Ecological Genetics of Geographic Adaptation in Plant Populations
Douglas W. Schemske,
Department of Plant Biology, Michigan State University, East Lansing, MI 48824
Understanding the ecological and genetic mechanisms of adaptation remains one of the
central goals of evolutionary biology. What is the extent of geographic adaptation? What
traits contribute to adaptive differentiation? What is the genetic basis of adaptive traits?
How many traits and genes are required for major adaptations? Is geographic adaptation
an important first step in the origin of species?
Studies of geographic adaptation in plants have long provided some of our best examples
of adaptive evolution. I will discuss three research projects that illustrate different
approaches to the study of plant adaptation.

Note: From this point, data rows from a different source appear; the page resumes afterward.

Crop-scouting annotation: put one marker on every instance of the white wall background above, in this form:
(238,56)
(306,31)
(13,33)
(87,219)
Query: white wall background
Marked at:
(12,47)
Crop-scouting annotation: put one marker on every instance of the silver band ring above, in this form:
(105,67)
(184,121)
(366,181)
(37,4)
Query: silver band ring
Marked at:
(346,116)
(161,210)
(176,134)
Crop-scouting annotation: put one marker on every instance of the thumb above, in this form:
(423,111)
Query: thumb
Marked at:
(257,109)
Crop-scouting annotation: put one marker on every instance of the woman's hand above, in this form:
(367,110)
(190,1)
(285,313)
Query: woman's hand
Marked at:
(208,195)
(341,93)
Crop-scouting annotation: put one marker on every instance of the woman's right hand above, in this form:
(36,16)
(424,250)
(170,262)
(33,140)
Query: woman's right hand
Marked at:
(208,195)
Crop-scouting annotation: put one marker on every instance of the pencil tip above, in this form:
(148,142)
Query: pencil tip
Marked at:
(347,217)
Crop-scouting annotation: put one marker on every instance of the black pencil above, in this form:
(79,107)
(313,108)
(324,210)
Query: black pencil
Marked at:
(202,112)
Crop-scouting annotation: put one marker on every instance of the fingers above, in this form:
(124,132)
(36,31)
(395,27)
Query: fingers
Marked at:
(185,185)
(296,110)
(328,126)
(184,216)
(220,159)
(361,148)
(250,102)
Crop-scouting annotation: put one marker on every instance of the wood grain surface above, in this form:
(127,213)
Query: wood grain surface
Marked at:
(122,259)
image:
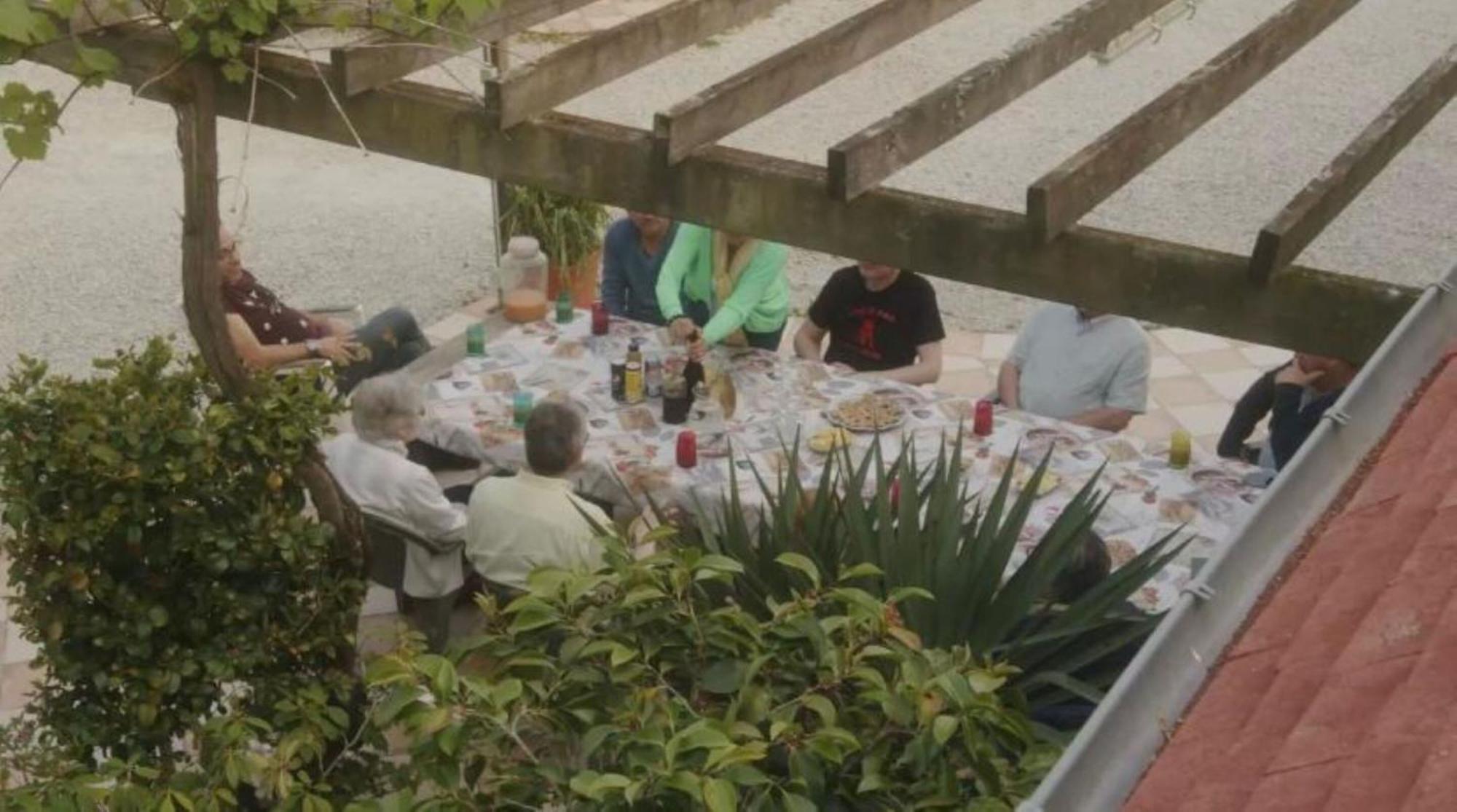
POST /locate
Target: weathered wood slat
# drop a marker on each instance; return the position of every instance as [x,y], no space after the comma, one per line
[891,144]
[1086,179]
[789,74]
[613,54]
[785,200]
[381,57]
[1343,181]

Experimental studies of hybrids between the
perennial plant Lobelia cardinalis collected from Michigan and its close relative L.
graminea collected from Panama reveal that rosette production is a major factor
contributing to winter survival in Michigan. A genetic mapping study found that a single,
major QTL controlled rosette production, and a field study of experimental evolution
indicated that plants homozygous for the Michigan allele at the rosette QTL had much
higher survival than the heterozygous genotype.

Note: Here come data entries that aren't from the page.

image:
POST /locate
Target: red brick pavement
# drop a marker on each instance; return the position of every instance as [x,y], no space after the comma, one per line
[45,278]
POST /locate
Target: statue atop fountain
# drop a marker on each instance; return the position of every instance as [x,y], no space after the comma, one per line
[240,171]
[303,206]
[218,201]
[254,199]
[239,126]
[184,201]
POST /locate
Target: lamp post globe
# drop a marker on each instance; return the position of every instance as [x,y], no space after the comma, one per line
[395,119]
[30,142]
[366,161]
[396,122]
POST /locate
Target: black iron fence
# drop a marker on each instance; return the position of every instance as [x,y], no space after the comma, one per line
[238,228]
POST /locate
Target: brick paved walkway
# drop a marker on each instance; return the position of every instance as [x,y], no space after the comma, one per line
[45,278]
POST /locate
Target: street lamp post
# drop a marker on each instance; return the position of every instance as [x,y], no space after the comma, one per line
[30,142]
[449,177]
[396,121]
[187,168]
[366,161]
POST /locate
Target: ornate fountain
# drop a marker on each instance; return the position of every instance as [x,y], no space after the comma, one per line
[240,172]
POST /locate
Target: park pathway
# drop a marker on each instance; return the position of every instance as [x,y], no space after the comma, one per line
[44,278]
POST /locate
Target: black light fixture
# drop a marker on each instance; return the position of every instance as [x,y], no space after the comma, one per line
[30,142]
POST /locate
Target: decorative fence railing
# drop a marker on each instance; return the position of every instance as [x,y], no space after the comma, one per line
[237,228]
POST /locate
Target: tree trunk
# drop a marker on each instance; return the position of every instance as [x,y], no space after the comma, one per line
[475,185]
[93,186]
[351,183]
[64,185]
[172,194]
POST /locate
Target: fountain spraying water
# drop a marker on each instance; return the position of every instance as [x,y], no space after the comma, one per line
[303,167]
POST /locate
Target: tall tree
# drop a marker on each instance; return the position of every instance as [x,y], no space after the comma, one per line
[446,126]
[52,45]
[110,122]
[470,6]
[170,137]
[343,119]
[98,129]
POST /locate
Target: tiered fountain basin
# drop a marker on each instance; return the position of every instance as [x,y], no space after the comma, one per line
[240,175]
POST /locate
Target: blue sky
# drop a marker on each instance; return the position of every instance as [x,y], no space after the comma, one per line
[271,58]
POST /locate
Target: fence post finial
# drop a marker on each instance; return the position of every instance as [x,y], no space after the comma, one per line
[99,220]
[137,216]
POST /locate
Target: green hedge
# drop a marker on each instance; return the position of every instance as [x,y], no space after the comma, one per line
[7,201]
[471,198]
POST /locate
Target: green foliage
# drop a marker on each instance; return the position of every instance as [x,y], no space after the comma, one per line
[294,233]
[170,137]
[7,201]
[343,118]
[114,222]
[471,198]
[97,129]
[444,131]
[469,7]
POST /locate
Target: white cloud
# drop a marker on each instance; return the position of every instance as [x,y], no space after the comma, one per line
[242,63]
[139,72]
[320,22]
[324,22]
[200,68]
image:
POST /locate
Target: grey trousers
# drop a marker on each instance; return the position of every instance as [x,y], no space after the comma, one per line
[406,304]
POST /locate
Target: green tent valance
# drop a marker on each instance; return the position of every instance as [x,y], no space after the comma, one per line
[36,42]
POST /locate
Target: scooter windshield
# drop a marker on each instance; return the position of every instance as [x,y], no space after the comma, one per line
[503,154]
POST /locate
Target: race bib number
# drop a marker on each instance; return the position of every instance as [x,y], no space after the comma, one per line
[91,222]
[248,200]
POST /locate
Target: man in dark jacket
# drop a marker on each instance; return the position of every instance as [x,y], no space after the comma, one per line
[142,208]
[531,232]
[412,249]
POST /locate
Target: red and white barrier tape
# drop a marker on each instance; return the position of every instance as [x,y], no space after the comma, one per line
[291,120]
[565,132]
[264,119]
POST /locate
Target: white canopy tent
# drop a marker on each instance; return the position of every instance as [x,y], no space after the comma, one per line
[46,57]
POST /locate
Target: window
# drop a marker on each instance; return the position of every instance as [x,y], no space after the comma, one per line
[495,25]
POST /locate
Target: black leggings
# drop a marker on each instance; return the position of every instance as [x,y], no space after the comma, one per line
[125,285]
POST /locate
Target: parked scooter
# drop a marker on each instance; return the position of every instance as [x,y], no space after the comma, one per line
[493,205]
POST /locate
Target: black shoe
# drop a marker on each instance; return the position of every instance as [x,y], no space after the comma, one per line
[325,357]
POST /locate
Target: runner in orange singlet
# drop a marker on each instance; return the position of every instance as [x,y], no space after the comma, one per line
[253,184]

We are in the early stages of investigating the ecological genetics of geographic
adaptation in natural populations of the model plant Arabidopsis thaliana. We find
evidence of striking geographic adaptation from reciprocal transplant experiments
conducted in Sweden and Italy. Laboratory studies are underway to investigate the
genetic basis of freezing tolerance and flowering time, and field experiments of
experimental evolution have identified major QTL for fitness.
Field and greenhouse studies of two closely related, Neotropical gingers (Costus spp.)

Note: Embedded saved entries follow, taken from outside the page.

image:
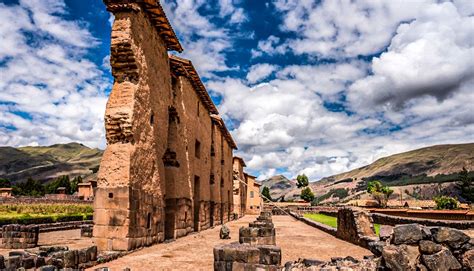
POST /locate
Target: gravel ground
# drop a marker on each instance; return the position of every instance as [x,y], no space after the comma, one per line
[194,252]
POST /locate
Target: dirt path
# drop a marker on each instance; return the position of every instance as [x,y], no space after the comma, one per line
[194,252]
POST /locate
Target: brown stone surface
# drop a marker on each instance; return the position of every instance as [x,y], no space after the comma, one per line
[165,141]
[195,251]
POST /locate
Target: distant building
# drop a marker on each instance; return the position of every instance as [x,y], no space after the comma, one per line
[6,192]
[85,191]
[254,199]
[240,187]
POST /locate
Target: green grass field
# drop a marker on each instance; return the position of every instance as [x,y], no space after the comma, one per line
[43,213]
[332,221]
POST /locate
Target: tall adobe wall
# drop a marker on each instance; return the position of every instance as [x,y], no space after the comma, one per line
[155,180]
[129,203]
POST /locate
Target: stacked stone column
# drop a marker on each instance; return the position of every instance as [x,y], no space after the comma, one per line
[256,249]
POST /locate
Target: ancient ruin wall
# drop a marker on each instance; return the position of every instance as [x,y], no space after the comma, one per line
[129,204]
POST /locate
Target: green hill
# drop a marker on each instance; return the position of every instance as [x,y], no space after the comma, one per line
[48,162]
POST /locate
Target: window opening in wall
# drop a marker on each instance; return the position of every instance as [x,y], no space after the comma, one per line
[148,221]
[211,179]
[197,149]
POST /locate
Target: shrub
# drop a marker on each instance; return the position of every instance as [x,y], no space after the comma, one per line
[445,202]
[307,194]
[302,181]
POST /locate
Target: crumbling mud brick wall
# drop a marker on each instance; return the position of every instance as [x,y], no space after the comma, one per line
[154,181]
[240,187]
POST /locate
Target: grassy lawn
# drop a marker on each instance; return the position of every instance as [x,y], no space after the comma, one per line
[43,213]
[332,221]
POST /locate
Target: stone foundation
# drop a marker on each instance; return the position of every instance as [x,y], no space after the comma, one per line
[355,226]
[50,258]
[86,231]
[126,219]
[178,217]
[256,249]
[19,236]
[237,256]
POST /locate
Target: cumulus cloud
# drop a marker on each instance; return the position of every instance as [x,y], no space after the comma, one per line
[340,28]
[204,42]
[432,55]
[49,93]
[260,71]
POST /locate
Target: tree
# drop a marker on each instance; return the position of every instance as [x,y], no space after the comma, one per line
[266,194]
[29,188]
[63,181]
[445,202]
[466,185]
[302,181]
[307,195]
[74,184]
[379,192]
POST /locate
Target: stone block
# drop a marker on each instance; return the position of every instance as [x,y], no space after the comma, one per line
[400,258]
[452,237]
[443,260]
[407,234]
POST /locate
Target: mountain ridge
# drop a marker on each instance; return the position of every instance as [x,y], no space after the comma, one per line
[428,165]
[48,162]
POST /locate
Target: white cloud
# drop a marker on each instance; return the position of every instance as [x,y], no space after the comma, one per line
[341,28]
[51,94]
[260,71]
[432,55]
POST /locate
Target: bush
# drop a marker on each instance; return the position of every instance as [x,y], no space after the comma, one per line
[307,195]
[448,203]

indicate that local adaptation to edaphic factors has played an important role in adaptation
and speciation. Costus allenii inhabits dense forest understory along streams while C.
viollosissimus is found along forest edge in full sun. The two species are easily crossed to
produce fully fertile F1 hybrids, yet their strong habitat preferences leads to a microallopatric distribution, thus preventing gene flow. Differences in drought tolerance and in
the timing of seed germination contribute to their spatial isolation. Field experiments with
F2 hybrids are in progress to investigate the ecological genetics of adaptation in this
system.
Taken tougher, these studies provide insight into the ecological and genetic mechanisms
of adaptation in natural plant populations. The findings thus far add to the growing
evidence that adaptation often involves genes of large effect, and that strong geographic
adaptation on a local scale may be sufficient to cause reproductive isolation.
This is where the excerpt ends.